Land grant in California

Rancho Santa Rita was a 13316 acre Mexican land grant in present-day northern Santa Barbara County, California given in 1845 by Governor Pio Pico to José Ramón Malo. The grant was located in the Santa Rita Valley east of present-day Lompoc.

==History==
José Ramón Malo (1812-1859) was granted the three square league Rancho Santa Rita in 1845. In 1850, Malo bought the adjacent Rancho Ex-Mission la Purisima from Jonathan Temple. Malo (along with Fernando Tico and Pablo de la Guerra) was a member of the first Santa Barbara County Court of Sessions in 1854.

With the cession of California to the United States following the Mexican-American War, the 1848 Treaty of Guadalupe Hidalgo provided that the land grants would be honored.

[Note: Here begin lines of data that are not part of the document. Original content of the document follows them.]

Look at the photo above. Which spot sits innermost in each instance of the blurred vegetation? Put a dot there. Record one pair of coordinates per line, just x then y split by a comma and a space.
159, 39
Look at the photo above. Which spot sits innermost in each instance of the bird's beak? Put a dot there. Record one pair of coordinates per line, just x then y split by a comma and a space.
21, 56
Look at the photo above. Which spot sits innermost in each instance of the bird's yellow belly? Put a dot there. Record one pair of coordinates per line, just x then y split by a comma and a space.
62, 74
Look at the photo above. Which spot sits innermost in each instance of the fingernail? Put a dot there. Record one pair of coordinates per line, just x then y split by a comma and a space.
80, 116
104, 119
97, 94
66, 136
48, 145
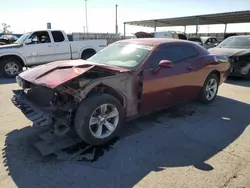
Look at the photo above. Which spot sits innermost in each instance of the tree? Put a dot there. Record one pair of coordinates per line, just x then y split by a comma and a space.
5, 28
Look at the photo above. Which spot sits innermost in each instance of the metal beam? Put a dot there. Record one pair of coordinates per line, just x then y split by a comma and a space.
124, 30
197, 25
214, 20
225, 29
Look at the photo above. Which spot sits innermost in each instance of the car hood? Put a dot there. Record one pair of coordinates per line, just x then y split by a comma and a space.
56, 73
229, 52
10, 46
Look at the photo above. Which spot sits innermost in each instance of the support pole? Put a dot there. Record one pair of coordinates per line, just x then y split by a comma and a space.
86, 16
197, 25
225, 29
116, 26
124, 30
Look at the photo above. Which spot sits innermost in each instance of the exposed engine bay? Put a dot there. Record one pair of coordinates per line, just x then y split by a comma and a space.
56, 107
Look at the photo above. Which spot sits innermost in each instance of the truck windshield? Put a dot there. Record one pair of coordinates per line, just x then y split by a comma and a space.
22, 38
125, 55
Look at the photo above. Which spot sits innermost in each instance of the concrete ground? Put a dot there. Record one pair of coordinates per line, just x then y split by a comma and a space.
189, 146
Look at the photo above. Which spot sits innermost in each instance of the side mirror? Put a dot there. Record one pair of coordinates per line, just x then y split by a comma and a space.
163, 64
28, 41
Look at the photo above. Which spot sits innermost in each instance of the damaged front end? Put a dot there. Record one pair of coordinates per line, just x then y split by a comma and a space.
54, 108
240, 65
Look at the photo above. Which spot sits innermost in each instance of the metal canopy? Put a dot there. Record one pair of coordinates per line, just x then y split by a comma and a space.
208, 19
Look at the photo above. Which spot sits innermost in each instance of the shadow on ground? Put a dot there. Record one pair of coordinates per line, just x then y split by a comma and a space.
183, 136
238, 81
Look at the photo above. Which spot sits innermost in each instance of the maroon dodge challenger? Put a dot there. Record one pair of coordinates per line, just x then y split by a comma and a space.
127, 79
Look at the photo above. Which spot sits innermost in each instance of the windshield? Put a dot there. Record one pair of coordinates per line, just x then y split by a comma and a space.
195, 39
125, 55
236, 42
22, 38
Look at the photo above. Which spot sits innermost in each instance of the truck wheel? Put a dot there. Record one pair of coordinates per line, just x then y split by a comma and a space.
99, 119
87, 54
10, 67
210, 89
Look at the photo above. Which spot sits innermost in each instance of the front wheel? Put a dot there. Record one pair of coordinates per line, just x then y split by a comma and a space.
210, 89
99, 119
10, 67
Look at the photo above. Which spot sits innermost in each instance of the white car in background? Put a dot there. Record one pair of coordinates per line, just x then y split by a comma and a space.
44, 46
206, 42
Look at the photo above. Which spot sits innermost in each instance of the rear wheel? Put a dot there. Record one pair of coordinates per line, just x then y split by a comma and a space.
10, 67
210, 89
99, 119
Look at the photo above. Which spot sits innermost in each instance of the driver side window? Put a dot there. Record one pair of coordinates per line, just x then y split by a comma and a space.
174, 53
40, 37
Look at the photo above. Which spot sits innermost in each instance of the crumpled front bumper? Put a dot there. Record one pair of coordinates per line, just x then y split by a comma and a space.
39, 117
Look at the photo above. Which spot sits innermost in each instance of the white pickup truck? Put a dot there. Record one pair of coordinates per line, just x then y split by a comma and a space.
38, 47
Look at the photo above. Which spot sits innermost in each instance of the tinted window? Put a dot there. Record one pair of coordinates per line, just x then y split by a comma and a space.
172, 53
57, 36
40, 37
195, 39
127, 55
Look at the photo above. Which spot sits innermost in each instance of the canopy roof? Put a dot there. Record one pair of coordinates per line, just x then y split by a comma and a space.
208, 19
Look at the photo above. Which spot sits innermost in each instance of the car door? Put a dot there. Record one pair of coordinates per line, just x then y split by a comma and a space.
170, 85
62, 46
39, 49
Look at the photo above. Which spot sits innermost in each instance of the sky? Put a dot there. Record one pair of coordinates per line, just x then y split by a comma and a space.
69, 15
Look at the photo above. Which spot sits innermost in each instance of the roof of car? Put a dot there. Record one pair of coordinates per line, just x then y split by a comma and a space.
153, 41
241, 36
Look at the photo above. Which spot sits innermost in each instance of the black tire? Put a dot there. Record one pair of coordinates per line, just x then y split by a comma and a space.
203, 97
84, 112
5, 62
87, 54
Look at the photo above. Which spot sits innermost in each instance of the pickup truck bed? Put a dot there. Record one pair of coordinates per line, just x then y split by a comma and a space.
39, 47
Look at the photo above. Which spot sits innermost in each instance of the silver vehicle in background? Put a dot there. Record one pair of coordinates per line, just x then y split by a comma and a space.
206, 42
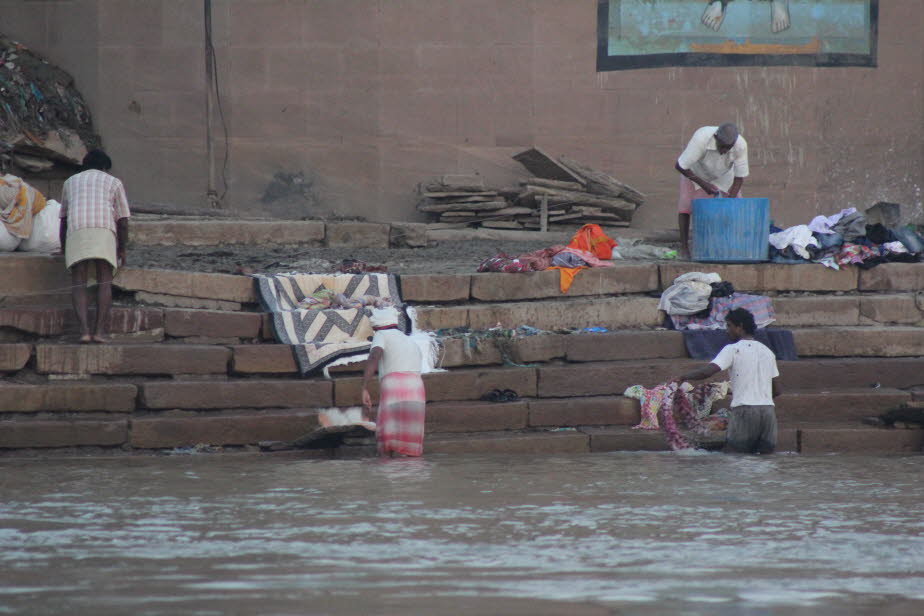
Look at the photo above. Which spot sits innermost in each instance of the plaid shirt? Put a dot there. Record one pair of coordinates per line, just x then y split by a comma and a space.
93, 199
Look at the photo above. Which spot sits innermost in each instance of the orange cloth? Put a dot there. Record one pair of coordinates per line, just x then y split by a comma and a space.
566, 276
592, 239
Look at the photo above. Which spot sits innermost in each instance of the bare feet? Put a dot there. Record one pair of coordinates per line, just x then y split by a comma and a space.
779, 15
714, 14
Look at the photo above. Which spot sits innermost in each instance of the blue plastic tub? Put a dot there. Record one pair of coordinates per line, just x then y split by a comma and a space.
731, 230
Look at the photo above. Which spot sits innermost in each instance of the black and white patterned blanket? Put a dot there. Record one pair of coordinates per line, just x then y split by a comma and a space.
319, 337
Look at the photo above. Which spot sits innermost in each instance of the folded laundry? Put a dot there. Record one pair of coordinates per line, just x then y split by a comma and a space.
689, 294
758, 305
798, 237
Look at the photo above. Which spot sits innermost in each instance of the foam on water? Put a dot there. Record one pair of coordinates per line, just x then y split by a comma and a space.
687, 533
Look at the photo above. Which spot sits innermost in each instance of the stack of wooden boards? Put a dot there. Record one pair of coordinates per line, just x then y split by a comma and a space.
563, 193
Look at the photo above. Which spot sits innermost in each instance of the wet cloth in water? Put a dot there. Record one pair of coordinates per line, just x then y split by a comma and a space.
706, 344
651, 401
758, 305
402, 414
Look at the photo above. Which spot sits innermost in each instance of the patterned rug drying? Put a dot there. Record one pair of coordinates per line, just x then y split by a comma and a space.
319, 335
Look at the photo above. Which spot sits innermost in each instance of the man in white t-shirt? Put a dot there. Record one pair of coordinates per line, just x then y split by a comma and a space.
752, 369
714, 163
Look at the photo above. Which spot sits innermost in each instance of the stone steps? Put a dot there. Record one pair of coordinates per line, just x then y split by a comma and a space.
516, 427
805, 440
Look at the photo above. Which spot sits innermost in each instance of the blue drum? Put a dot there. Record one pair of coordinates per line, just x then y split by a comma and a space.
731, 230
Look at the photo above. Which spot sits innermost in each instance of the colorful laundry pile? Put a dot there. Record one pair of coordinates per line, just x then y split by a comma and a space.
700, 301
846, 238
693, 404
589, 247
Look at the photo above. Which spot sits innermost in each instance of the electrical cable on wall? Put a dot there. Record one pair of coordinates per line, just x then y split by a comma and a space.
212, 89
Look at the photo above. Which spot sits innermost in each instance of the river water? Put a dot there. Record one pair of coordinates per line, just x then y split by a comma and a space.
593, 534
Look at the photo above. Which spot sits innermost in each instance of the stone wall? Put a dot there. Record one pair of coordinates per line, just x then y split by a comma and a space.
368, 97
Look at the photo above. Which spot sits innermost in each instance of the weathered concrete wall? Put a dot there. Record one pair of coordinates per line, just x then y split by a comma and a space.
369, 97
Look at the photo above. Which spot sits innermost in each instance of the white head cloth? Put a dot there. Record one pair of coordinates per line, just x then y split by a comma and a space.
383, 317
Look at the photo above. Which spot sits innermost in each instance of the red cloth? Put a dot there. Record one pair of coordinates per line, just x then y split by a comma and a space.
591, 238
402, 413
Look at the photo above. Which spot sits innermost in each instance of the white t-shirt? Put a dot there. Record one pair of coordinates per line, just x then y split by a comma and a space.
399, 352
702, 158
752, 367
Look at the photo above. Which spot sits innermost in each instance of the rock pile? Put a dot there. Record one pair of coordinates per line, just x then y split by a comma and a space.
44, 121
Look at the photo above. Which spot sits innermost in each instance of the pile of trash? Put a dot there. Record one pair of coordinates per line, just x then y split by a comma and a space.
849, 238
44, 120
28, 222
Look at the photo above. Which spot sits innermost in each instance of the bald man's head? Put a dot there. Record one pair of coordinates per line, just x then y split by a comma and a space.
727, 134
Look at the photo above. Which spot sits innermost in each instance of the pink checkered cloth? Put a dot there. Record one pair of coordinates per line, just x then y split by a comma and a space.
758, 305
93, 199
402, 412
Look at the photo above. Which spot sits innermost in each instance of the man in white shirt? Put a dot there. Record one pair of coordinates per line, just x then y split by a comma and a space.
753, 373
714, 163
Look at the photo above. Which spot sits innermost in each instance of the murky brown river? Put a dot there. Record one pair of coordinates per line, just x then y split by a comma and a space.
646, 533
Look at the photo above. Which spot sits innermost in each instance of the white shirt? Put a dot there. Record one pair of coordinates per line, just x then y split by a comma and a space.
399, 352
702, 158
752, 367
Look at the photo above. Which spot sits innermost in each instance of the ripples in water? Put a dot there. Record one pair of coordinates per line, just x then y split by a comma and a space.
709, 534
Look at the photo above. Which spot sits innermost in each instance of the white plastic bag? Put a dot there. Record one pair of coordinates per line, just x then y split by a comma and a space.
8, 241
45, 230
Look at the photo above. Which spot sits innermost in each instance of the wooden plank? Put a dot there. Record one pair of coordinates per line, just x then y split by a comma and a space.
602, 183
553, 184
542, 165
456, 182
469, 207
452, 194
501, 224
580, 198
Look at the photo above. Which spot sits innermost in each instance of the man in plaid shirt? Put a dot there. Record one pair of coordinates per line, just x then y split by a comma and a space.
94, 233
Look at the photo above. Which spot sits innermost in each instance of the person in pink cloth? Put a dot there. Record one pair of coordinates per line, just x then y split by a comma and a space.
714, 164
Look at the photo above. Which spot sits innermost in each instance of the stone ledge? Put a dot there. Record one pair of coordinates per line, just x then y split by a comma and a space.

As required by the Land Act of 1851, a claim for Rancho Santa Rita was filed with the Public Land Commission in 1852, and the grant was patented to José Ramón Malo in 1875.

In 1870 Jesse Hill and D.W and A.P Jones, purchased an interest in Rancho Ex-Mission la Purisima and Rancho Santa Rita. Christy & Wise, wool merchants of San Francisco, also owned an interest.